Saturday, February 21, 2015

Animal, Vegetable, Miracle, by Barbara Kingsolver


A family moves from its home in Arizona to a farm in southern Appalachia and, by trial and error, build a new life reflecting on the age old saying: “We are what we eat.” Throughout this work are detailed accounts of the art of growing vegetables, fruit trees, and raising animals for human consumption. Barbara Kingsolver asks:

Will North Americans ever have a food culture to call our own?  Can we find or make up a set of rituals, recipes, ethics, and buying habits that will let us love our food and eat it too? Some signs point to “yes.” Better food – more local, more healthy, more sensible – is a powerful new topic of the American conversation." … 
This book tells the story of what we learned or didn't, what we ate, or couldn't, and how our family was changed by one year of deliberately eating food produced in the same place where we worked, loved our neighbors, drink the water, and breathe the air.

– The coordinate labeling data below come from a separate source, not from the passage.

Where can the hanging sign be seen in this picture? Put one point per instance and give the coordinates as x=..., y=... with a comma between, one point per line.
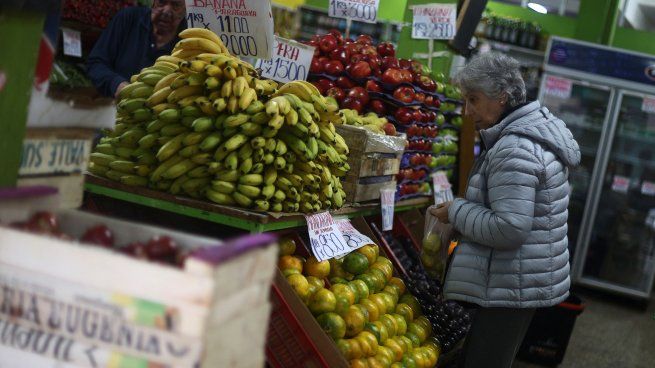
x=620, y=184
x=354, y=239
x=325, y=238
x=558, y=87
x=387, y=201
x=290, y=61
x=359, y=10
x=434, y=21
x=648, y=104
x=72, y=42
x=244, y=26
x=442, y=188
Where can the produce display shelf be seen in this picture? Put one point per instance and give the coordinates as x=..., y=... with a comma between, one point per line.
x=243, y=219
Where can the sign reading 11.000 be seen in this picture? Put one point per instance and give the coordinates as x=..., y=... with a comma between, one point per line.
x=244, y=26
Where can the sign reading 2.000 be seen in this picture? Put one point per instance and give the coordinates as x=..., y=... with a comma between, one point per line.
x=244, y=26
x=359, y=10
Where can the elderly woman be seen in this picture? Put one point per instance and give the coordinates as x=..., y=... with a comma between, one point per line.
x=512, y=256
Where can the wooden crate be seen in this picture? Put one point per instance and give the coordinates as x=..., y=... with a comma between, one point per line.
x=213, y=312
x=371, y=156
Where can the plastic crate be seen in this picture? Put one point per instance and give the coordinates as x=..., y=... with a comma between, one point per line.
x=550, y=330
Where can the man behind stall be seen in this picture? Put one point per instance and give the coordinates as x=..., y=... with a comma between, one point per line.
x=134, y=39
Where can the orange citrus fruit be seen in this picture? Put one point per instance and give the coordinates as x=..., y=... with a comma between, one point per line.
x=355, y=263
x=287, y=246
x=398, y=283
x=355, y=321
x=317, y=269
x=322, y=301
x=290, y=263
x=401, y=324
x=332, y=324
x=300, y=285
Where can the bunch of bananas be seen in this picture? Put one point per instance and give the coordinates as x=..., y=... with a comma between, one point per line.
x=200, y=122
x=370, y=121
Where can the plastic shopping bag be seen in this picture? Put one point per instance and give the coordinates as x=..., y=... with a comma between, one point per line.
x=436, y=241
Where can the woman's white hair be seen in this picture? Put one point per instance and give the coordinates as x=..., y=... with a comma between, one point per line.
x=494, y=74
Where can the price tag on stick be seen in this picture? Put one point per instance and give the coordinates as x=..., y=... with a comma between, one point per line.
x=387, y=201
x=354, y=239
x=244, y=26
x=434, y=21
x=72, y=42
x=359, y=10
x=325, y=238
x=290, y=61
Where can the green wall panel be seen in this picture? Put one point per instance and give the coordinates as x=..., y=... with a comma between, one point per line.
x=21, y=33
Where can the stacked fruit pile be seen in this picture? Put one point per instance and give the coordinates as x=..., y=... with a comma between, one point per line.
x=366, y=310
x=161, y=249
x=449, y=320
x=368, y=78
x=200, y=122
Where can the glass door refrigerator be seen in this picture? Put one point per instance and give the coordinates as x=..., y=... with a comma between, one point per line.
x=606, y=97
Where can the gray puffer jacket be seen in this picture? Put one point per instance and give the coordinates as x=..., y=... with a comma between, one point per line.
x=513, y=251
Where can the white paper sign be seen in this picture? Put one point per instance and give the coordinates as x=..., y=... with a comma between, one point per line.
x=620, y=184
x=290, y=61
x=359, y=10
x=435, y=21
x=325, y=238
x=442, y=188
x=558, y=87
x=648, y=104
x=54, y=156
x=72, y=42
x=354, y=239
x=648, y=188
x=387, y=201
x=244, y=26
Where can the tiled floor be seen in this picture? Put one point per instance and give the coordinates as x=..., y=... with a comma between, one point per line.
x=610, y=333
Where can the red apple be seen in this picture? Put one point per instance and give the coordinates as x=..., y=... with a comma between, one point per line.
x=372, y=86
x=328, y=43
x=316, y=66
x=337, y=93
x=378, y=107
x=403, y=115
x=389, y=62
x=392, y=76
x=364, y=40
x=161, y=247
x=341, y=54
x=386, y=49
x=345, y=82
x=389, y=129
x=98, y=235
x=352, y=103
x=334, y=67
x=358, y=93
x=360, y=69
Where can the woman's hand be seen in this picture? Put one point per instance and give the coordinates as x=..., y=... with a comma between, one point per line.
x=441, y=212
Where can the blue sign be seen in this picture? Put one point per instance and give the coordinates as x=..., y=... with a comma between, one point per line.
x=613, y=63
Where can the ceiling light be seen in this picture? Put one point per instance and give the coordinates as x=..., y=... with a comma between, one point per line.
x=538, y=8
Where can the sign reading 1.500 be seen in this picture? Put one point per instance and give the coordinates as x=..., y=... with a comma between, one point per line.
x=290, y=61
x=360, y=10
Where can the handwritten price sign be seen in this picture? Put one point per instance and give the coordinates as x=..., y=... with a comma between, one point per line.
x=290, y=61
x=359, y=10
x=244, y=26
x=354, y=239
x=434, y=21
x=326, y=239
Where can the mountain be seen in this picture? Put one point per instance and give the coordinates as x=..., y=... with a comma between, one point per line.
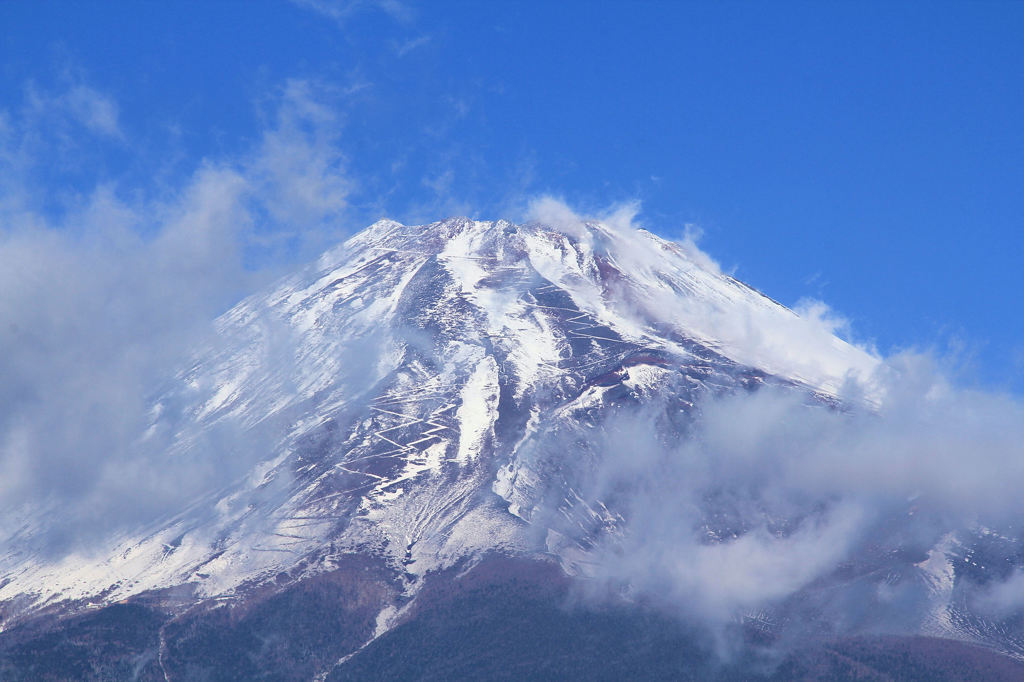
x=416, y=426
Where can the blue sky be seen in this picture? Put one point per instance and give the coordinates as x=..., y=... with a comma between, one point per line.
x=867, y=155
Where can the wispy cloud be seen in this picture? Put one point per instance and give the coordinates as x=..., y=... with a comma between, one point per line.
x=341, y=11
x=104, y=299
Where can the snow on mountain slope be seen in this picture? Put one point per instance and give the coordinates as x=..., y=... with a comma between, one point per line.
x=393, y=388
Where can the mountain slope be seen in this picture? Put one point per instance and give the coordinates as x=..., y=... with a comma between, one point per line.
x=422, y=397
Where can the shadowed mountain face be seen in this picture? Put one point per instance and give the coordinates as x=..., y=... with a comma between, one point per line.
x=420, y=427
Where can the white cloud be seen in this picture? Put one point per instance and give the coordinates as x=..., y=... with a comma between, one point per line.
x=103, y=300
x=341, y=11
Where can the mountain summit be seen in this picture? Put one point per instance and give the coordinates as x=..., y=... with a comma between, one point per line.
x=421, y=402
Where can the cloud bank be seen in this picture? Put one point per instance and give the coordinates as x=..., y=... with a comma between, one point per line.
x=108, y=291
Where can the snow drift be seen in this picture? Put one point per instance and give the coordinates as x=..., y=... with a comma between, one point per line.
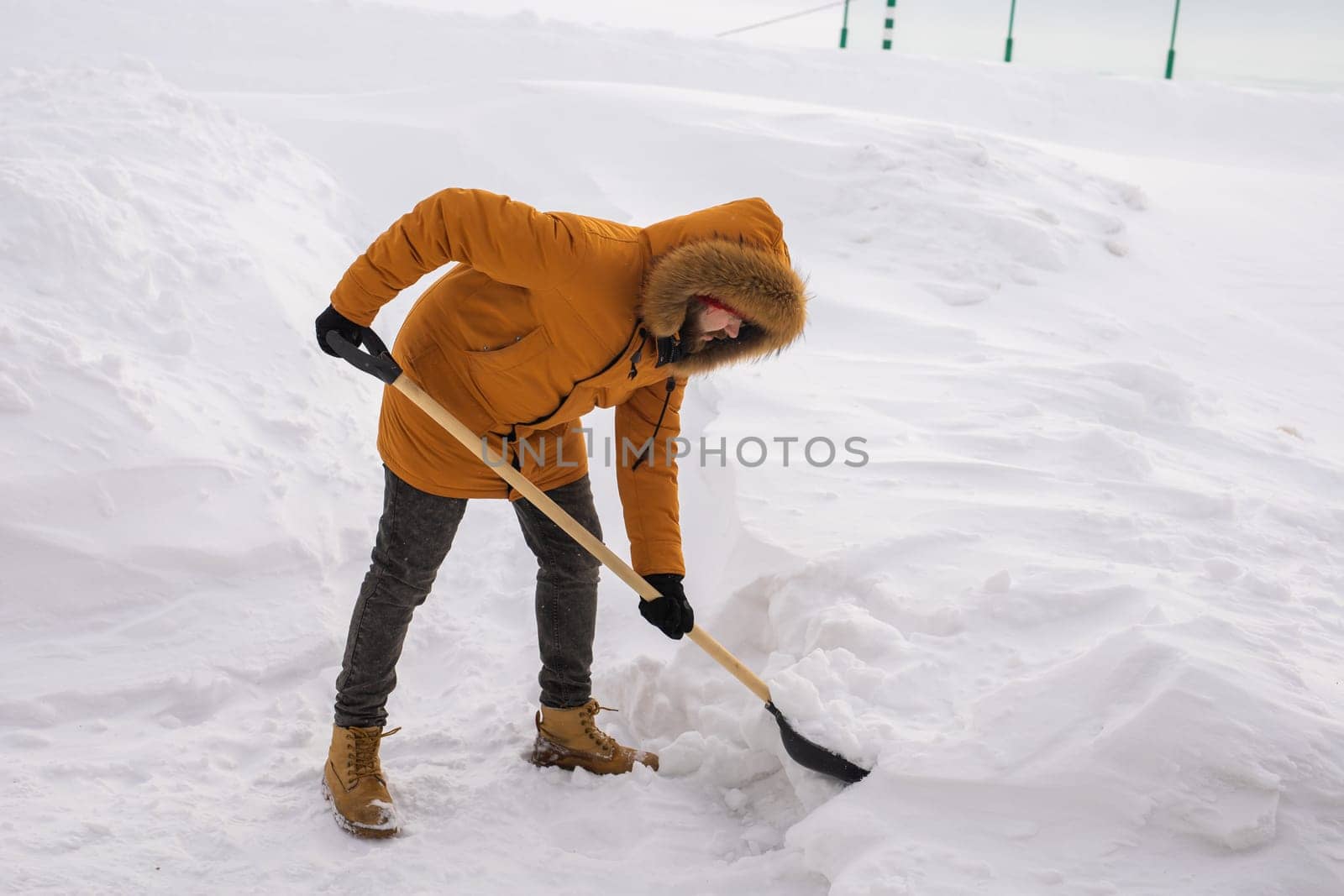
x=1079, y=607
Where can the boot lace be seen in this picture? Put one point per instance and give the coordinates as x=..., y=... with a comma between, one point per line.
x=362, y=752
x=602, y=739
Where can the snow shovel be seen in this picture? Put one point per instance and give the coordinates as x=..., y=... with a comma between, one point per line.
x=380, y=363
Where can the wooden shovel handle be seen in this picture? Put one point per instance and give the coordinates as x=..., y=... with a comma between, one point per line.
x=459, y=430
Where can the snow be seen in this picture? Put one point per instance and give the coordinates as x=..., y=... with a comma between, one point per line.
x=1081, y=610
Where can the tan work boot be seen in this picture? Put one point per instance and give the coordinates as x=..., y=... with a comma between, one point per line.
x=570, y=739
x=355, y=786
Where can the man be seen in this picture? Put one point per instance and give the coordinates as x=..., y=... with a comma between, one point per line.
x=544, y=317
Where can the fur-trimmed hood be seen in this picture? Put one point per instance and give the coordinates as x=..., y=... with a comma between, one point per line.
x=749, y=271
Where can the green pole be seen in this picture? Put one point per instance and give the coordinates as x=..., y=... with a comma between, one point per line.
x=1171, y=51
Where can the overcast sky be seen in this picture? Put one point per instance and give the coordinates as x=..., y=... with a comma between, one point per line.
x=1274, y=40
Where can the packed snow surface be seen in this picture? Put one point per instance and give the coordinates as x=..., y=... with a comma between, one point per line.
x=1079, y=604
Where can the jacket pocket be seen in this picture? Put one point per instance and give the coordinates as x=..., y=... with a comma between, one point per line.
x=517, y=380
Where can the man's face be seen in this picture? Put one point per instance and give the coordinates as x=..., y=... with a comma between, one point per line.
x=716, y=322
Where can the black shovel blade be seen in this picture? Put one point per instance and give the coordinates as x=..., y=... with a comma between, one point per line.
x=815, y=757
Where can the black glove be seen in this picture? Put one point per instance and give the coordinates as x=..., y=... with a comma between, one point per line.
x=333, y=320
x=672, y=611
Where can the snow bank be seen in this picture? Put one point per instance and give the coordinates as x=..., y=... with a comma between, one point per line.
x=1079, y=607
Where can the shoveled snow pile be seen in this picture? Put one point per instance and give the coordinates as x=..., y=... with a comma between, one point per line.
x=1068, y=578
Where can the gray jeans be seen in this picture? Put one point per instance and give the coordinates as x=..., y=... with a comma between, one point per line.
x=414, y=535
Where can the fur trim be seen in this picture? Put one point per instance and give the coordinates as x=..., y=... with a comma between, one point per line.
x=754, y=281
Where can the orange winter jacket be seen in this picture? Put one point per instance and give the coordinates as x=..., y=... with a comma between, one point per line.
x=544, y=317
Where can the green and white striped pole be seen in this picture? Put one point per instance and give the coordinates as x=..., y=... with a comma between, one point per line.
x=1171, y=51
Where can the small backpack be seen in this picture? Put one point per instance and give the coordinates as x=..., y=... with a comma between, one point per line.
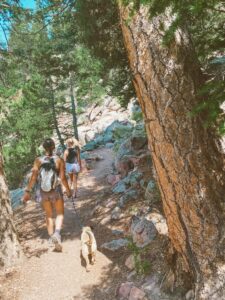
x=48, y=174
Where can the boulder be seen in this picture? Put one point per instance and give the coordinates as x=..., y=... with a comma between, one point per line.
x=124, y=149
x=117, y=232
x=121, y=131
x=116, y=213
x=136, y=294
x=89, y=136
x=138, y=142
x=109, y=145
x=124, y=290
x=130, y=262
x=113, y=179
x=143, y=231
x=108, y=137
x=124, y=165
x=95, y=112
x=90, y=146
x=99, y=140
x=159, y=221
x=130, y=195
x=115, y=245
x=133, y=178
x=120, y=187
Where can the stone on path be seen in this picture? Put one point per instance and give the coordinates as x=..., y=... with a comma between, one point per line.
x=115, y=244
x=143, y=231
x=136, y=294
x=124, y=289
x=130, y=263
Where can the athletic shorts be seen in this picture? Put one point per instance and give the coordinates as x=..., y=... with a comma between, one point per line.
x=52, y=196
x=72, y=168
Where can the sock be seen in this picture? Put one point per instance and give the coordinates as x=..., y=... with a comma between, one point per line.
x=57, y=231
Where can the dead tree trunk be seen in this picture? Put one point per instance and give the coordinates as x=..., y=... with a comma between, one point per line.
x=186, y=156
x=10, y=251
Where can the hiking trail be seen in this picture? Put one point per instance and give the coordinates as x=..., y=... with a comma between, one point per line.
x=48, y=275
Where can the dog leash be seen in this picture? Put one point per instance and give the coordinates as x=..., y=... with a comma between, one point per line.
x=75, y=210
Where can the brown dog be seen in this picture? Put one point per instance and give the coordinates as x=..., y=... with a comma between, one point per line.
x=88, y=246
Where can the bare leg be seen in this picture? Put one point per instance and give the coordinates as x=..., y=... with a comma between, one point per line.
x=56, y=238
x=87, y=263
x=71, y=179
x=59, y=207
x=93, y=258
x=47, y=206
x=75, y=184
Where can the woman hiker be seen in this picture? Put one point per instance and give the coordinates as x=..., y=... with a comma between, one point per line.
x=49, y=170
x=73, y=162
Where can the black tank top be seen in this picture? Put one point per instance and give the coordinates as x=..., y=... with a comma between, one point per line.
x=72, y=156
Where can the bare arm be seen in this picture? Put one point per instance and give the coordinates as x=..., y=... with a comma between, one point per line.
x=33, y=179
x=65, y=155
x=63, y=178
x=79, y=160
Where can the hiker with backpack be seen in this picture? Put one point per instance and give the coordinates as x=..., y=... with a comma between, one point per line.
x=73, y=162
x=49, y=172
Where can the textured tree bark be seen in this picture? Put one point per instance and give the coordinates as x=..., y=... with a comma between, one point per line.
x=186, y=156
x=73, y=107
x=55, y=120
x=10, y=251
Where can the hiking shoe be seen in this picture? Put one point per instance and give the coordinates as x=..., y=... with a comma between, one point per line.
x=50, y=242
x=56, y=239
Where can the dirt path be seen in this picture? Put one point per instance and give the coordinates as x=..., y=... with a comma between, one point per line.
x=48, y=275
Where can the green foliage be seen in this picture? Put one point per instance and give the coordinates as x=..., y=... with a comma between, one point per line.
x=204, y=20
x=142, y=266
x=99, y=30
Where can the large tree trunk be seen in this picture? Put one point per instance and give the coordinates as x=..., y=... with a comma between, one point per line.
x=10, y=251
x=73, y=107
x=55, y=120
x=187, y=159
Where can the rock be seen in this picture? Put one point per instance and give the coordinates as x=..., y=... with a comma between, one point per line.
x=117, y=232
x=15, y=196
x=124, y=290
x=138, y=142
x=90, y=146
x=99, y=140
x=113, y=179
x=190, y=295
x=115, y=244
x=133, y=178
x=121, y=131
x=130, y=195
x=116, y=213
x=110, y=203
x=159, y=221
x=143, y=231
x=109, y=145
x=120, y=187
x=108, y=137
x=149, y=192
x=124, y=149
x=105, y=220
x=136, y=294
x=124, y=165
x=131, y=275
x=130, y=262
x=152, y=289
x=89, y=136
x=95, y=112
x=97, y=209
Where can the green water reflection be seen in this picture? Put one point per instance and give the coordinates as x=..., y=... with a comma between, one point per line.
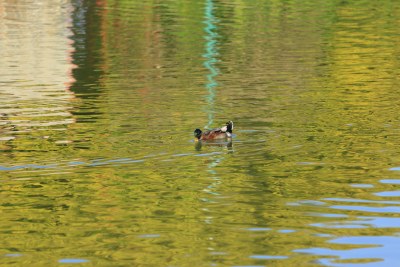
x=100, y=100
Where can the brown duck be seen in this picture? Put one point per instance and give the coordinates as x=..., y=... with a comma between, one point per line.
x=218, y=133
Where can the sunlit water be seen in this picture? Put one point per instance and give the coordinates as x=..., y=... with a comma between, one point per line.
x=99, y=100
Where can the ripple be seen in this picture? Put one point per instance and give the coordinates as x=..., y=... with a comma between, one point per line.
x=268, y=257
x=72, y=260
x=388, y=194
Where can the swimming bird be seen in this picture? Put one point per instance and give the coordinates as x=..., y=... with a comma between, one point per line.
x=218, y=133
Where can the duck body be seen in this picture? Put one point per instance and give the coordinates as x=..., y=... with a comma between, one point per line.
x=224, y=132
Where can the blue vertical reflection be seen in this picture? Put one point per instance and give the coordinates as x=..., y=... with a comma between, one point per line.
x=210, y=55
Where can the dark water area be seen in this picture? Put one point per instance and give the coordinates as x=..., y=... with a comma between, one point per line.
x=99, y=100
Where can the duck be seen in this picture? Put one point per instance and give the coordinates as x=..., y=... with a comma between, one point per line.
x=224, y=132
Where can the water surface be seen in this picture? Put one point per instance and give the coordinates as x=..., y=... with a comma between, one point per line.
x=100, y=99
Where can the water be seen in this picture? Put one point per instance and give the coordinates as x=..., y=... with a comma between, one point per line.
x=99, y=101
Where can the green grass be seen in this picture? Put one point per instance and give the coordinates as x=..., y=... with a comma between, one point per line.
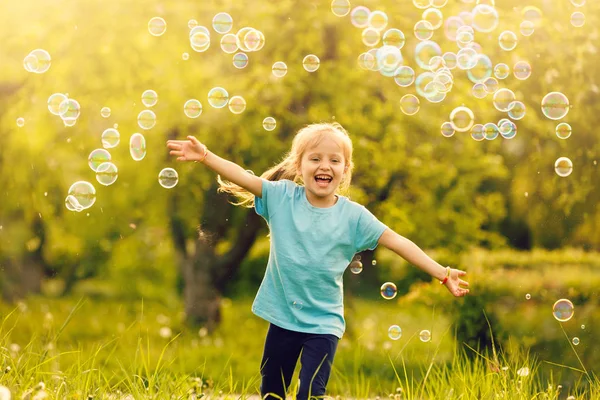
x=107, y=349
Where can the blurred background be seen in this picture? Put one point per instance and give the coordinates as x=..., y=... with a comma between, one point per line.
x=496, y=208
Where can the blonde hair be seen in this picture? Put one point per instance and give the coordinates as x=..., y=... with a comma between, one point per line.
x=306, y=137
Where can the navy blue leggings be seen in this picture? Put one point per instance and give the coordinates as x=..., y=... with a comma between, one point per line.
x=282, y=349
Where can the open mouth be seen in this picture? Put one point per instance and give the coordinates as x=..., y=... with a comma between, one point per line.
x=323, y=180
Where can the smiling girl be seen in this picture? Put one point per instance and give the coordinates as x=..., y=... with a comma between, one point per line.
x=315, y=232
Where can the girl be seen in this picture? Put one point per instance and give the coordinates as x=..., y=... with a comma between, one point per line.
x=315, y=232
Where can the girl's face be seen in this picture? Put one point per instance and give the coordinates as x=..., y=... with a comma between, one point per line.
x=322, y=168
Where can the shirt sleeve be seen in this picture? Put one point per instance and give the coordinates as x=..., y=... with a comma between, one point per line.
x=368, y=230
x=273, y=193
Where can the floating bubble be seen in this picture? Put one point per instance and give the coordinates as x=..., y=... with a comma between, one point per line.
x=563, y=130
x=522, y=70
x=394, y=332
x=240, y=60
x=394, y=37
x=55, y=101
x=507, y=129
x=200, y=42
x=484, y=18
x=356, y=267
x=359, y=16
x=311, y=63
x=563, y=310
x=490, y=131
x=269, y=123
x=462, y=119
x=370, y=37
x=149, y=98
x=72, y=204
x=137, y=146
x=578, y=19
x=70, y=110
x=503, y=98
x=146, y=119
x=218, y=97
x=168, y=178
x=404, y=76
x=222, y=23
x=423, y=30
x=449, y=59
x=378, y=20
x=84, y=193
x=533, y=14
x=555, y=105
x=237, y=104
x=434, y=17
x=527, y=28
x=107, y=173
x=366, y=61
x=507, y=40
x=388, y=290
x=340, y=8
x=110, y=138
x=157, y=26
x=279, y=69
x=97, y=157
x=447, y=129
x=192, y=108
x=477, y=132
x=251, y=40
x=409, y=104
x=229, y=43
x=451, y=27
x=563, y=167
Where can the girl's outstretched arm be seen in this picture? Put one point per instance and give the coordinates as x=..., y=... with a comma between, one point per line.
x=414, y=255
x=192, y=150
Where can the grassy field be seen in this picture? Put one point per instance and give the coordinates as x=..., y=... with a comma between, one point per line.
x=92, y=347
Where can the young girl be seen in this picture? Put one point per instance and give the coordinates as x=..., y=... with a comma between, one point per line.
x=315, y=232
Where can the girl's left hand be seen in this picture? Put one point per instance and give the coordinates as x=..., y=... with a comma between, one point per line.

Daughter Camille and husband Steven L.  Hopp contribute throughout the text with collaborating essays and mouthwatering recipes.  Some of Kingsolver’s discourses surround controversy all topics such as global climate change;  CAFO's, or concentrated animal feeding operations, commonly known as factory farms; genetic modification, currently known as GMO, or genetically modified organisms: fair trade: and pesticides , to name a few. Kingsolver's emphasis is on growing our own produce in our backyard and becoming regular customers a farmers’ markets, whose vendors sell local and organic produce.

One section of the book is devoted almost exclusively to the authors’ curiosity and eventual observing and caring for the family’s Bourbon Red turkeys and their offspring, which is quite comical and interesting. Several chapters give accounts of the family’s endeavors of seed saving, harvesting, and freezing are canning items when the season has passed.

Animal, Vegetable, Miracle is filled with helpful anecdotes, such as what to eat when the food is out of season. It is not preachy, but commonsensical and witty. There is an extensive references and resource section at the back of the book for additional research. And the authors have added a handy online site with recipes specific to the four seasons. Check it out here.

—Laurie Jones

1 comment:

  1. Excellent review, Laurie! I haven't read the book yet, but your words make me want to. Barbara Kingsolver can make anything interesting.